Clearly it was complicated for more than a few reasons. “So Trevor and I are first cousins.”
“You are.” Uriel nodded. “And before you ask, Trevor does not know. Raphael and I told the world you had died. If the Grants even knew Eliakim was the father of Ariel’s child, they would have thought you didn’t survive.”
A dozen thoughts whizzed through my brain, one of which was how glad I was Trev and I never hooked up. “Are you going to tell him I’m alive?”
“I will let you decide if you want me to,” Uriel said. “Eliakim is difficult. He's not evil, but he's also not a pleasant man. He makes Michael look warm and fuzzy.”
From what little I knew of Michael that was a grim comparison, but he was still my father. Or at least my sperm donor. “Can I think about it first?”
“Yes, of course.” Uriel stood and walked to a side table.
“I suggest you talk to Trevor first. When he was a preteen, he tried to speak to his father and Eliakim back handed Trevor sending him flying across the room. Trevor has a scar on his lip from Eliakim’s ring.
Esrom nearly killed his brother for hurting Trevor. ”
I was wrong, he sounded worse than the Fentons. “I think I’ll ask Trev before I decide. Besides, that means I’m a Grant now, and not a Fenton.”
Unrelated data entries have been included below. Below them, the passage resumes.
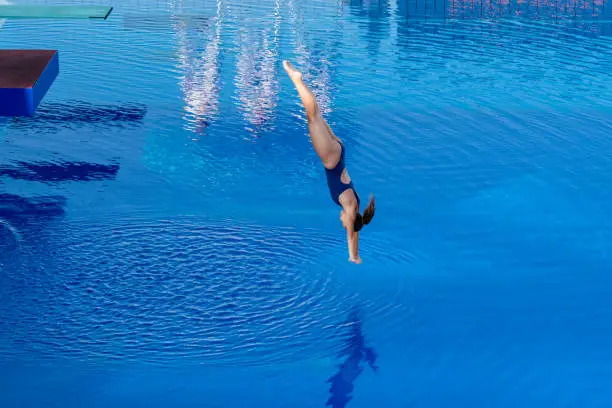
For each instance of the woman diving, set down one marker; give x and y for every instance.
(331, 151)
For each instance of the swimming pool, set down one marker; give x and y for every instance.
(168, 240)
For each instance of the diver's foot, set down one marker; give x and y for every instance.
(293, 73)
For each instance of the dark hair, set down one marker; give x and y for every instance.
(368, 214)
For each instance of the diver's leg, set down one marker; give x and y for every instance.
(323, 139)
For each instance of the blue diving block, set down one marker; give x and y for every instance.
(25, 78)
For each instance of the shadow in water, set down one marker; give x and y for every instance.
(355, 352)
(61, 114)
(62, 171)
(16, 209)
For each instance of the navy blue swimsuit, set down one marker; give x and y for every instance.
(334, 180)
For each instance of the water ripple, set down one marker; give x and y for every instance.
(164, 292)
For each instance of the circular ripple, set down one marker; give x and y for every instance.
(186, 291)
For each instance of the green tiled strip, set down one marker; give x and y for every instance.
(32, 11)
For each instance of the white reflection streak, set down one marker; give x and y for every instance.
(319, 83)
(3, 3)
(257, 75)
(200, 82)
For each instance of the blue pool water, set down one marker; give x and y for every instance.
(167, 239)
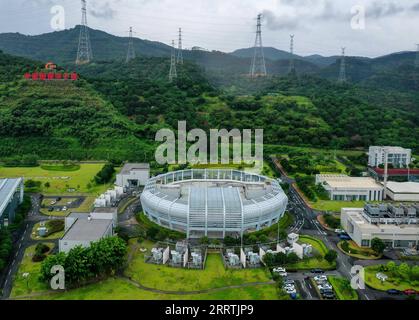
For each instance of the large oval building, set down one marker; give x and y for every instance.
(213, 203)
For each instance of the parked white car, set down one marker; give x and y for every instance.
(325, 286)
(320, 278)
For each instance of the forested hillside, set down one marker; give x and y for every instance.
(116, 108)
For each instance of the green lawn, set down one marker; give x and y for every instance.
(54, 236)
(22, 286)
(161, 277)
(359, 252)
(60, 181)
(119, 289)
(391, 283)
(314, 262)
(214, 275)
(343, 288)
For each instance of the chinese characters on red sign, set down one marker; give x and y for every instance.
(42, 76)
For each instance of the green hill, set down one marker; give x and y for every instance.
(61, 120)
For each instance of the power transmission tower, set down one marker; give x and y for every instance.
(131, 51)
(258, 68)
(84, 52)
(180, 49)
(342, 74)
(173, 72)
(292, 58)
(417, 57)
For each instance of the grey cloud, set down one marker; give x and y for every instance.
(274, 22)
(384, 9)
(102, 10)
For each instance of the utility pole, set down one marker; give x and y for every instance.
(131, 51)
(180, 49)
(417, 57)
(292, 59)
(84, 51)
(342, 74)
(258, 67)
(173, 72)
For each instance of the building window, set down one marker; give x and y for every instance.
(365, 243)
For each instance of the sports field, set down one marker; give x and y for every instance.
(60, 182)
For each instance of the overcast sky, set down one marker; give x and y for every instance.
(319, 26)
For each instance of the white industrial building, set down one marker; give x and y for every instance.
(403, 191)
(11, 196)
(133, 175)
(396, 225)
(344, 188)
(81, 229)
(397, 156)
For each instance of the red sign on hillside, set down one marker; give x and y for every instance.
(50, 74)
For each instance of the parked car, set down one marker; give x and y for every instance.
(320, 278)
(344, 237)
(325, 286)
(328, 295)
(293, 296)
(409, 292)
(317, 271)
(394, 291)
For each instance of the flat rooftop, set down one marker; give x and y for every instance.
(7, 189)
(85, 230)
(355, 214)
(346, 182)
(128, 167)
(403, 187)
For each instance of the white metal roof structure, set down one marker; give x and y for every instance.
(213, 202)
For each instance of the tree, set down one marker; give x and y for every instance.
(378, 246)
(331, 256)
(404, 271)
(392, 267)
(204, 241)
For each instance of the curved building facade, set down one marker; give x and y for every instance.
(213, 203)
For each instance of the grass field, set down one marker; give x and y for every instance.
(343, 288)
(161, 277)
(60, 181)
(314, 262)
(119, 289)
(214, 275)
(54, 236)
(392, 283)
(359, 252)
(22, 286)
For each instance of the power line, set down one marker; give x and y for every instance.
(84, 52)
(342, 73)
(131, 51)
(258, 67)
(173, 71)
(180, 49)
(292, 58)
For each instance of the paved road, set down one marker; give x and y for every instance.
(23, 242)
(306, 222)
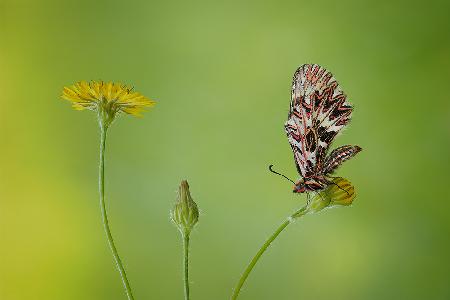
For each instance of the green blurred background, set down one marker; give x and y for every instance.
(221, 73)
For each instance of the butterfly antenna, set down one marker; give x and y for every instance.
(275, 172)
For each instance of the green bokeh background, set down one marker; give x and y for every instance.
(221, 73)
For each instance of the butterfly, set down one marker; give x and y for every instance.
(318, 112)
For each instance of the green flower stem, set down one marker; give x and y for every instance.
(264, 247)
(186, 265)
(101, 186)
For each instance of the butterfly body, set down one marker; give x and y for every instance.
(318, 112)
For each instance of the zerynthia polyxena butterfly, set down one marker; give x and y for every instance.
(318, 112)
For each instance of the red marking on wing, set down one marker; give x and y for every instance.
(318, 111)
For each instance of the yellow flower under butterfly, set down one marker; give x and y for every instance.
(340, 192)
(108, 99)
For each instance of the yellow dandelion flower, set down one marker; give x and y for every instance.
(340, 192)
(106, 98)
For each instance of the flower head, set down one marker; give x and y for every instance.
(340, 192)
(108, 99)
(185, 212)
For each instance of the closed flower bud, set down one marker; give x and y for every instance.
(338, 193)
(185, 212)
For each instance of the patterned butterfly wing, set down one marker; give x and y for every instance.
(317, 113)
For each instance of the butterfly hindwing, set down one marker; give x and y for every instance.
(318, 112)
(338, 156)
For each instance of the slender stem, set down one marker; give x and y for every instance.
(263, 249)
(186, 265)
(101, 186)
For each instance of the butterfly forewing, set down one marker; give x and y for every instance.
(318, 111)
“Not exactly.” Uriel removed a sheet of paper from a notebook and passed it to me. “That is your true name.”
It was a New York State birth certificate. Written on the front was my real name. “Abraham Daniel Chandler. “Why Chandler and not Grant?”
“Eliakim did not know of your birth.” Uriel returned to his seat, carrying the book. “Ariel and I use the surname Chandler so I used that to honor her. You may change it to Grant if you prefer.”
I wasn’t ready to make any name changes just yet. “I want to talk to Henry first.”
“A wise idea.” He handed me the thick leather bound book. “In her long life, your mother acquired many things. They are yours now.”
I opened the notebook, and my breath caught. Page after page of assets, accounts, properties. Numbers with so many zeros my brain couldn't process them. “How…. All of this is mine?”
"It is." Uriel smiled. “A trustee is managing things for you. I’ll set up a meeting. In the meantime….” He pulled out a credit card wrapped in a piece of paper. “This is a debit card for an active account. You don’t need to worry about money ever again.”
I flipped through the pages in shock, my mind stuttered over the possibilities. When I shut the book, Uriel was watching me. He had a velvet pouch in his hand, which he offered to me. “This was hers.”
My fingers trembled slightly as I opened it. Inside was a simple silver ring with a stone that seemed to shift colors in the light. When I looked up, I noticed Uriel wore a matching ring.
“Our parents had these made for us on the day we became adults.” Uriel twisted the ring on his finger. “The stone is from our home world. We never took them off. When Ariel died, I took mine off as well as hers and put them away until today.
I slipped the ring onto my finger. It adjusted itself to fit perfectly. “Thank you.”
“You’re welcome.”
The sheer amount of change in my life was daunting. I needed time to digest everything. “I think that’s enough for today.”
“Very well, Nick,” Uriel said, looking a little more at peace than when I arrived. “I’ll be around whenever you’d like to talk.”
Mumbling a distracted thank you, I went in search of Henry. I had an entire family I hadn’t known about and I wanted to share it with him. The first of many new things we’d share.